In our analysis we treat bulk-hybridization as the mirror image of cross-hybridization: it is predicted by similarity to the opposite strand, and it causes decreases rather than increases in intensity. However, the reality is likely to be much more complicated, because the effect size of bulk-hybridization depends on the concentration of two RNA species in a non-trivial manner. Furthermore, bulk-hybridization may involve more than two RNA species. In our simple model presented in , the relevant target sequence is limited to the section directly complementary to the probe. However, any flanking sequence on the target RNA may also affect its binding to the spike sequence. It is probably possible to reduce the relative level of bulk-hybridization by decreasing the target concentration during array hybridization, but whether this benefit would outweigh the resulting loss of signal is unknown.

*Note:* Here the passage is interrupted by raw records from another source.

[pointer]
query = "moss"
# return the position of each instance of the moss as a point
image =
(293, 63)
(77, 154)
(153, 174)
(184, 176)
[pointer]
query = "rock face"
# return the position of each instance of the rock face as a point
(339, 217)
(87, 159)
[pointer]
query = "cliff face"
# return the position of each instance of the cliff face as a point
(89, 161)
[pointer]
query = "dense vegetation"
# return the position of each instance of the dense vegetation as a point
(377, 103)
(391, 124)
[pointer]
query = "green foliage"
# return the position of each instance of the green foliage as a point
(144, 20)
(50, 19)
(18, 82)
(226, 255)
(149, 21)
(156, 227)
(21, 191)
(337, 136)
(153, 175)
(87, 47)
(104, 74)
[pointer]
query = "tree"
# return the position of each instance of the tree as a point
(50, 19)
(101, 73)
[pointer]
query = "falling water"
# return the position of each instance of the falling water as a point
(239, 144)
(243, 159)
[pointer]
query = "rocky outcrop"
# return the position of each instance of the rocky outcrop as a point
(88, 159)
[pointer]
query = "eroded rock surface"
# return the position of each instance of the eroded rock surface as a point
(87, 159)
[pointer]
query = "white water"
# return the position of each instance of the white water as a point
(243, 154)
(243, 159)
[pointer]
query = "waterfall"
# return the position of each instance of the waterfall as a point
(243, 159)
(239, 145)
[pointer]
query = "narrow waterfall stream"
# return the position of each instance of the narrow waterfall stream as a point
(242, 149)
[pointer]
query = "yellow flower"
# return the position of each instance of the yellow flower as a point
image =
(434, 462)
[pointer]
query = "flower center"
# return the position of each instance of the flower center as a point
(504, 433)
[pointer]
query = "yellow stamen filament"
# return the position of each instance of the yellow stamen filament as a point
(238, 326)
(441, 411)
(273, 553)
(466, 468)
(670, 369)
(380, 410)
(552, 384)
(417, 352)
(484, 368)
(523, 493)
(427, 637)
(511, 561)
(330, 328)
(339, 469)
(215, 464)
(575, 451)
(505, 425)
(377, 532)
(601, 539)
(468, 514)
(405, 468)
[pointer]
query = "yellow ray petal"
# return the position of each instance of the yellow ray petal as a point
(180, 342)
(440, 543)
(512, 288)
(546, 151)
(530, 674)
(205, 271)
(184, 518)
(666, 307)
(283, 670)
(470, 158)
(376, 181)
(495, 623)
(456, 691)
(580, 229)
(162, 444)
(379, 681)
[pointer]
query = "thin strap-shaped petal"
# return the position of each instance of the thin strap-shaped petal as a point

We should note that we have used S. cerevisiae
strain W303 as our baseline sample, whereas the microarray probes were designed to query S. cerevisiae
strain S288C. The nucleotide divergence between S288C and W303 has been estimated at 0.08% (24
); thus we expect ~1 in 50 probes to contain a single-base mismatch against its intended target. This seems unlikely to have a noticeable effect on the cross-hybridization analysis, which is independent of the baseline target sequence. However, our analysis of bulk-hybridization was performed with the implicit assumption that the target sequence is the exact reverse complement of the probe sequence. We expect sequence discrepancies to introduce small random errors in the alignment scores. Given the large number of probes analyzed, these errors are very unlikely to affect our results.
Efficient prediction of nucleotide hybridization has several potential applications beyond probe selection for microarrays. Sequence-specific hybridization is a cornerstone of several molecular biology techniques, such as PCR, Southern and northern blots, and fluorescent in situ hybridization. Thus, the optimized BLASTN substitution matrix presented in this work may also be useful in the design of probes for these applications.